Son of distinguished anti-apartheid lawyers, his works reflect his personal and global concerns on matters such as repression, injustice and atrocity. Considered to be a key figure in his country’s remembrance process – as it fights to shed its colonial past even today – and racial polarisation, Kentridge uses his work to explore the complex history of South Africa and, more broadly, the nature of human emotions and memory:
«I’m interested in political art, meaning art full of ambiguity, contradiction, incomplete gestures and uncertain endings»
Kentridge’s works allude to society’s different problems through association of ideas, not specific representation of certain situations, thereby making them universal messages, featuring human suffering and social injustice: Kentridge seeks to demonstrate the impact of apartheid and political changes on the population, more than capture them directly. Over the years, he has also included acceptance of this world he has experienced and the vision of a country seeking responsibilities. Faced with the representation of these messages, the spectator is forced to see that their ethical commitment has been questioned, making them complicit in the artist’s protest.
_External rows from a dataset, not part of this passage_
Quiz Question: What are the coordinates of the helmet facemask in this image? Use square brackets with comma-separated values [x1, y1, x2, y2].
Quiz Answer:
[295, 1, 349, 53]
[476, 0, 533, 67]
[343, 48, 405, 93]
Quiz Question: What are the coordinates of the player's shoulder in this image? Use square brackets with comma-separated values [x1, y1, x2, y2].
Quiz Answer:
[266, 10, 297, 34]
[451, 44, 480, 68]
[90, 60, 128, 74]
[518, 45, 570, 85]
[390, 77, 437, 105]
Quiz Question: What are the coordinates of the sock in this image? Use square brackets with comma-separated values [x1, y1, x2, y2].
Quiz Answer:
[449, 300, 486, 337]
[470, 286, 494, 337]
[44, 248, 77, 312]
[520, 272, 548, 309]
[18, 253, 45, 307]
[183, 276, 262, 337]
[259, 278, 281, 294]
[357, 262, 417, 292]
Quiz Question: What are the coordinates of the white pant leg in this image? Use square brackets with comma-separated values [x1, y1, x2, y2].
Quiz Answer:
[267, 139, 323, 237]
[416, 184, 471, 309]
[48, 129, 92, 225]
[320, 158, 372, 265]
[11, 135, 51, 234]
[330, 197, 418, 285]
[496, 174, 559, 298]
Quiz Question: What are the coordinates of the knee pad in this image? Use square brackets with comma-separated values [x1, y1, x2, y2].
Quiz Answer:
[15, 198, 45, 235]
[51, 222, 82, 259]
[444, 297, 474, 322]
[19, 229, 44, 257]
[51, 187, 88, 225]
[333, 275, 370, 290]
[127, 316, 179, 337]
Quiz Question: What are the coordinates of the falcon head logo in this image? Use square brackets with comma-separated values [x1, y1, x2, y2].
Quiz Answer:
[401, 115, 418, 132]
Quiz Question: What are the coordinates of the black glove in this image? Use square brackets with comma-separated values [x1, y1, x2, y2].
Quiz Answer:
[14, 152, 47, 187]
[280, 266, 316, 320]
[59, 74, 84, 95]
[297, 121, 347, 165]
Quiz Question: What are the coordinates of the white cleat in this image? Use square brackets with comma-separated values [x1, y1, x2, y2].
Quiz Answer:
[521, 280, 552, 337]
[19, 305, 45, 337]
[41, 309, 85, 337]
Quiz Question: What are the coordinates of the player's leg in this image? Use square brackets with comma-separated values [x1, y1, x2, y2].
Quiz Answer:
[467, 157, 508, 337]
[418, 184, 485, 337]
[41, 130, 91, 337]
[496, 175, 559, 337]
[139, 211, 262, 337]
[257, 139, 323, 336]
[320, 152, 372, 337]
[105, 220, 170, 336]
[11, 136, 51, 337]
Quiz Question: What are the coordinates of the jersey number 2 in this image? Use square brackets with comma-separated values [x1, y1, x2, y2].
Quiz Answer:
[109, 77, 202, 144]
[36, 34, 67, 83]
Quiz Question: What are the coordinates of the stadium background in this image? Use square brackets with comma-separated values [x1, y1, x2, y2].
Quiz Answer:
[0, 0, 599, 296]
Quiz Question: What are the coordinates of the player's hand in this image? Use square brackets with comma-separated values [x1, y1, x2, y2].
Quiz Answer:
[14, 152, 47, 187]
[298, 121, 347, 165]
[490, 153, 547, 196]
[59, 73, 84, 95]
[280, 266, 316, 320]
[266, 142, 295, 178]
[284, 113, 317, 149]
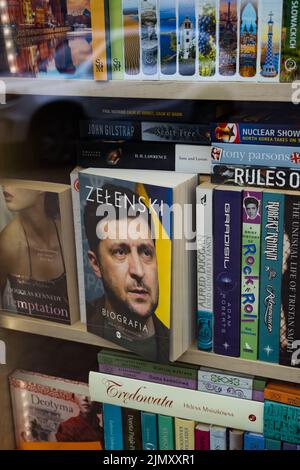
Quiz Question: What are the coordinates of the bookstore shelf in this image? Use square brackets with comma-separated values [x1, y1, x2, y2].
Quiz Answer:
[3, 77, 293, 102]
[1, 311, 299, 384]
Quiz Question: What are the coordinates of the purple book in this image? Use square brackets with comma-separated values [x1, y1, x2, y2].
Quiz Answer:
[213, 188, 243, 356]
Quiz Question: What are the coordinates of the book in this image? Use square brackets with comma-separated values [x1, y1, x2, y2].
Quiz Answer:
[109, 0, 124, 80]
[158, 414, 174, 450]
[264, 400, 300, 444]
[229, 429, 244, 450]
[174, 418, 195, 450]
[79, 168, 197, 362]
[77, 141, 211, 174]
[213, 186, 243, 357]
[103, 403, 124, 450]
[9, 369, 103, 450]
[243, 432, 265, 450]
[89, 372, 264, 432]
[265, 438, 282, 450]
[210, 425, 227, 450]
[0, 179, 79, 324]
[196, 182, 214, 351]
[280, 0, 300, 83]
[211, 164, 300, 191]
[280, 194, 300, 367]
[240, 189, 262, 360]
[141, 412, 158, 450]
[259, 190, 285, 363]
[122, 408, 142, 450]
[195, 423, 210, 450]
[264, 381, 300, 407]
[198, 367, 253, 400]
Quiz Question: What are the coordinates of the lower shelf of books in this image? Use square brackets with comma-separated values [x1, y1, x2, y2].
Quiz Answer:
[0, 311, 299, 385]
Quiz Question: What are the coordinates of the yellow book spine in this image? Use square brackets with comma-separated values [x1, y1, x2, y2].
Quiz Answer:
[175, 418, 195, 450]
[91, 0, 107, 80]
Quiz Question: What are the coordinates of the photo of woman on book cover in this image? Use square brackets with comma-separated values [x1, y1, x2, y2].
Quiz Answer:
[0, 184, 70, 323]
[81, 177, 171, 363]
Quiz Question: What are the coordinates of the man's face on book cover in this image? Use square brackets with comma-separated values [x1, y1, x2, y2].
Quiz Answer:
[90, 216, 159, 319]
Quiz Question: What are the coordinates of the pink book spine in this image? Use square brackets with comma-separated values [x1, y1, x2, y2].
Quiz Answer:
[195, 428, 210, 450]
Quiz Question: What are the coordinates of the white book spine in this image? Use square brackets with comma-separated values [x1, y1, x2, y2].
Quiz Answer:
[210, 425, 227, 450]
[196, 185, 213, 351]
[198, 369, 253, 390]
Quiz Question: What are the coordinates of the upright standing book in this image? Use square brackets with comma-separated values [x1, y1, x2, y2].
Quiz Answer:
[0, 179, 79, 324]
[79, 168, 197, 362]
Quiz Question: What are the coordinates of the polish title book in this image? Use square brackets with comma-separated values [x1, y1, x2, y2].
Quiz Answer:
[0, 179, 79, 324]
[9, 370, 103, 450]
[78, 168, 197, 363]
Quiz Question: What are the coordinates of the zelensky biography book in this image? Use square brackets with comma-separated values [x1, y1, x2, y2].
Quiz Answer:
[9, 370, 103, 450]
[0, 179, 79, 324]
[79, 168, 197, 363]
[89, 371, 264, 433]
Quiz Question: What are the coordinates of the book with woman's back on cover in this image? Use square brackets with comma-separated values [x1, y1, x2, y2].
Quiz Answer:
[0, 179, 79, 324]
[78, 168, 197, 363]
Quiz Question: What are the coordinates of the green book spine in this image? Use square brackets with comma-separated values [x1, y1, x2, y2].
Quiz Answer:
[158, 415, 175, 450]
[109, 0, 124, 79]
[280, 0, 300, 82]
[240, 191, 262, 360]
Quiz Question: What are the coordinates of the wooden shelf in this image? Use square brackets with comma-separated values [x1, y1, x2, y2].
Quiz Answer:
[3, 77, 292, 102]
[1, 311, 299, 384]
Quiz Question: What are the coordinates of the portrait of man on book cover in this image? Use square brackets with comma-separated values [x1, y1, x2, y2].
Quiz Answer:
[81, 177, 171, 363]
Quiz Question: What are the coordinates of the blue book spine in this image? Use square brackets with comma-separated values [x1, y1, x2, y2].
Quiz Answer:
[141, 412, 158, 450]
[211, 122, 300, 147]
[264, 401, 300, 445]
[259, 192, 285, 363]
[103, 403, 124, 450]
[211, 142, 300, 169]
[244, 432, 265, 450]
[213, 188, 242, 356]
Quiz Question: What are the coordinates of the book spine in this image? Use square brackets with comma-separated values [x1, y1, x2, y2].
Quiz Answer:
[243, 432, 265, 450]
[109, 0, 124, 79]
[209, 426, 227, 450]
[196, 186, 213, 351]
[174, 418, 195, 450]
[90, 372, 264, 433]
[195, 427, 210, 450]
[198, 369, 254, 390]
[264, 388, 300, 407]
[158, 415, 175, 450]
[259, 192, 285, 363]
[122, 408, 142, 450]
[280, 194, 300, 367]
[98, 362, 197, 389]
[197, 380, 252, 400]
[229, 429, 244, 450]
[213, 189, 242, 356]
[70, 169, 86, 324]
[211, 163, 300, 191]
[141, 412, 158, 450]
[280, 0, 300, 82]
[77, 141, 210, 173]
[264, 400, 300, 444]
[211, 142, 300, 168]
[265, 438, 282, 450]
[240, 190, 262, 360]
[283, 442, 298, 450]
[103, 403, 124, 450]
[91, 0, 108, 80]
[79, 120, 210, 144]
[211, 122, 300, 147]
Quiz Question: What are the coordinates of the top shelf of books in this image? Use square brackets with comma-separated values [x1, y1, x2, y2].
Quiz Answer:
[3, 78, 294, 102]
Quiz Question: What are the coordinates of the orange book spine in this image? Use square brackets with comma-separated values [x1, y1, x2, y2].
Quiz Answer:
[264, 389, 300, 407]
[91, 0, 108, 80]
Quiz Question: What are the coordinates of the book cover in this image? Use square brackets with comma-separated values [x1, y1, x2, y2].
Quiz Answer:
[280, 194, 300, 367]
[89, 372, 264, 432]
[141, 411, 158, 450]
[240, 190, 262, 360]
[259, 191, 285, 363]
[91, 0, 109, 80]
[2, 0, 93, 79]
[122, 408, 142, 450]
[9, 370, 103, 450]
[211, 142, 300, 169]
[158, 414, 175, 450]
[264, 400, 300, 444]
[0, 179, 79, 324]
[213, 187, 243, 357]
[197, 0, 217, 79]
[109, 0, 124, 80]
[211, 164, 300, 191]
[258, 0, 283, 82]
[196, 183, 214, 351]
[174, 417, 195, 450]
[280, 0, 300, 83]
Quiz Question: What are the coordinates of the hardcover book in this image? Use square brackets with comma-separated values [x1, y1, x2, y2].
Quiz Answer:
[79, 168, 197, 362]
[9, 370, 103, 450]
[264, 400, 300, 444]
[0, 179, 79, 324]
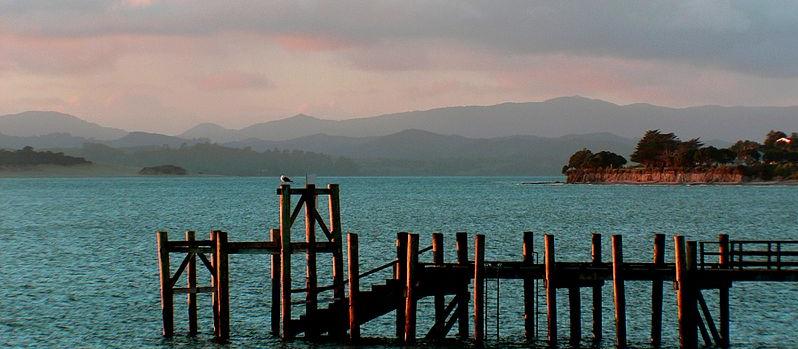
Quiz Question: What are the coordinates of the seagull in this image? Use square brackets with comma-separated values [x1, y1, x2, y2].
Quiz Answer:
[280, 174, 293, 183]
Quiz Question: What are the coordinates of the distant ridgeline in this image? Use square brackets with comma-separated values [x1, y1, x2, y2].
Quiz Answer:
[71, 142, 359, 176]
[0, 146, 91, 168]
[564, 130, 798, 184]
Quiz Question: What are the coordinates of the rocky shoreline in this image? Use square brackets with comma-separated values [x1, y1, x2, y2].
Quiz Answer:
[566, 167, 750, 184]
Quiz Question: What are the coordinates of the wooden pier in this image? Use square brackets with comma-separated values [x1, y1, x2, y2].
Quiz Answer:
[155, 183, 798, 348]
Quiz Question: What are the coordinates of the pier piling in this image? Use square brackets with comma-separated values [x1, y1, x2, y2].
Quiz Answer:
[591, 233, 602, 343]
[432, 233, 445, 326]
[523, 231, 535, 340]
[304, 184, 318, 339]
[718, 234, 730, 348]
[474, 234, 485, 345]
[156, 231, 174, 337]
[213, 230, 230, 341]
[347, 233, 360, 342]
[611, 235, 626, 349]
[456, 232, 469, 340]
[395, 232, 408, 339]
[278, 185, 292, 339]
[185, 231, 198, 336]
[270, 228, 280, 335]
[674, 236, 697, 349]
[544, 234, 558, 347]
[404, 233, 419, 344]
[651, 233, 665, 347]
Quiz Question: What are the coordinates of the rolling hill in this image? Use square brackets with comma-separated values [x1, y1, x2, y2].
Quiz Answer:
[180, 96, 798, 143]
[0, 111, 127, 140]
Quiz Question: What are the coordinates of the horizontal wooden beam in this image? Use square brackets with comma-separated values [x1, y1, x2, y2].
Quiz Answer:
[223, 241, 337, 254]
[167, 240, 213, 248]
[227, 241, 279, 254]
[173, 286, 213, 294]
[169, 246, 212, 254]
[275, 188, 332, 195]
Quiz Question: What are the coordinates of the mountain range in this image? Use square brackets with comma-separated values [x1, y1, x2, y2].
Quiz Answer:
[179, 96, 798, 143]
[3, 97, 795, 144]
[0, 96, 793, 174]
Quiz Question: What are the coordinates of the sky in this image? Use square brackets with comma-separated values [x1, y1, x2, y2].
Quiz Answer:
[1, 1, 798, 134]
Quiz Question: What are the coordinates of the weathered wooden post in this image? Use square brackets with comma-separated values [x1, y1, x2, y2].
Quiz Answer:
[718, 234, 730, 348]
[395, 232, 408, 339]
[523, 231, 536, 340]
[347, 233, 360, 342]
[591, 233, 602, 342]
[304, 184, 318, 339]
[210, 230, 219, 335]
[674, 235, 697, 349]
[328, 184, 346, 338]
[651, 233, 665, 347]
[270, 228, 281, 335]
[404, 233, 419, 344]
[456, 232, 469, 339]
[569, 287, 581, 347]
[686, 241, 700, 347]
[156, 231, 174, 337]
[544, 234, 558, 347]
[185, 231, 198, 336]
[474, 234, 485, 345]
[611, 235, 627, 349]
[432, 232, 445, 326]
[279, 184, 293, 339]
[213, 230, 230, 342]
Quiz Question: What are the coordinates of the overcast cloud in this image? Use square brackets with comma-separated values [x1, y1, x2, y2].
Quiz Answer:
[1, 1, 797, 133]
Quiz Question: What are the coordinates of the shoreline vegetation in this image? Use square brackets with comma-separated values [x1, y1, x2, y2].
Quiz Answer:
[564, 130, 798, 184]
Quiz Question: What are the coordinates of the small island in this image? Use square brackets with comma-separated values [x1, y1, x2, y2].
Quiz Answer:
[564, 130, 798, 184]
[139, 165, 188, 176]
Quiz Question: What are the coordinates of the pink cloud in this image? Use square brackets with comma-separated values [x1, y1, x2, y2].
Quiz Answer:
[195, 71, 273, 91]
[0, 34, 121, 74]
[124, 0, 157, 8]
[272, 34, 351, 52]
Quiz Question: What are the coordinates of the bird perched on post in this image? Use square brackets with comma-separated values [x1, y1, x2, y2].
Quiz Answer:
[280, 174, 292, 183]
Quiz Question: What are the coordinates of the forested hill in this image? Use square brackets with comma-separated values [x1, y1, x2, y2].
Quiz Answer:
[68, 143, 359, 176]
[0, 147, 91, 167]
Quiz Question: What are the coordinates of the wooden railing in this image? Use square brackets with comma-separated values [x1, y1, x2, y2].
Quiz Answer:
[699, 240, 798, 270]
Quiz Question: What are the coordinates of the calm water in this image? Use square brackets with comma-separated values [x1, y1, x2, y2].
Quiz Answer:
[1, 177, 797, 348]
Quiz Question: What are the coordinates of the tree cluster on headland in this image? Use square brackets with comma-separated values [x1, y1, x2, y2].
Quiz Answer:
[564, 130, 798, 182]
[0, 146, 91, 167]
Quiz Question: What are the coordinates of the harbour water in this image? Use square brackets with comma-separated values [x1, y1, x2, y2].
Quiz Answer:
[1, 177, 797, 348]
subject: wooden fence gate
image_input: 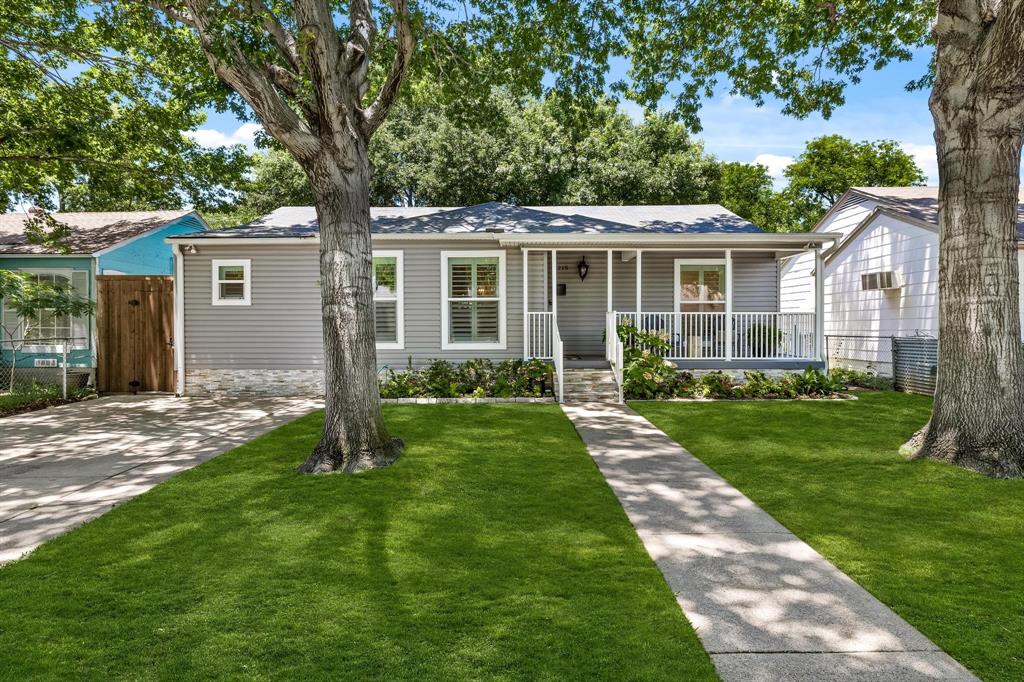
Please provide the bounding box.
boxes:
[96,275,175,393]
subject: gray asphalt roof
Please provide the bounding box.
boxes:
[851,186,1024,240]
[177,202,763,239]
[0,210,196,254]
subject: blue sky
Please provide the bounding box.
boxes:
[190,49,938,188]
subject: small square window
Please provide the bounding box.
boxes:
[212,259,251,306]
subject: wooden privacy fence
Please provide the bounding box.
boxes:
[96,275,174,393]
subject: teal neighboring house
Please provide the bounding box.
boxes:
[0,210,208,383]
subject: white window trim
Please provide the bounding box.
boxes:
[211,259,251,306]
[440,250,507,350]
[373,250,404,350]
[1,268,86,352]
[673,258,729,312]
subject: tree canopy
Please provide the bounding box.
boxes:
[784,135,926,207]
[0,0,250,211]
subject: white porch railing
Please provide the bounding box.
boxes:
[605,311,624,403]
[615,311,816,361]
[552,321,564,403]
[526,311,554,359]
[527,310,563,401]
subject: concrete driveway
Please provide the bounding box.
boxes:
[0,394,320,564]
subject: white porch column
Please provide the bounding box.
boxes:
[725,249,733,361]
[522,248,529,359]
[635,249,643,313]
[814,246,825,361]
[606,249,613,312]
[551,249,558,319]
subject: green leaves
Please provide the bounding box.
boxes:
[0,0,249,210]
[785,134,927,206]
[0,270,93,319]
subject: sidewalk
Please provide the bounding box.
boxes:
[562,402,976,681]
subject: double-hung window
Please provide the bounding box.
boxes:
[674,259,727,312]
[441,251,506,349]
[211,259,251,305]
[373,251,404,349]
[1,269,89,350]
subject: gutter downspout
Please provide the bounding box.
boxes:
[173,243,185,396]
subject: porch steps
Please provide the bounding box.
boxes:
[562,368,621,403]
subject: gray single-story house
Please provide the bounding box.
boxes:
[168,203,837,399]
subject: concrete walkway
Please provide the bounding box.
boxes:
[1,395,320,564]
[563,402,976,681]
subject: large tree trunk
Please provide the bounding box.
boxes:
[297,142,402,473]
[912,27,1024,477]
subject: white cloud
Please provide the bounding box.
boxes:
[753,153,794,180]
[899,141,939,185]
[186,122,261,150]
Kentridge uses a highly characteristic stop-motion technique: he modifies and photographs charcoal drawings, often leaving ghostly traces from previous frames on the page. This trace left by the materials is constant and superimposed, as happens with events that form personal and collective memory.
His technique, which the artist himself refers to as “stone age technology”, began in 1989 and evokes the origins of cinema and motion pictures, also referenced in other works such as 7 Fragments for Georges Mélies, Journey to the Moon and Day For Night, all in the Fundació Sorigué collection.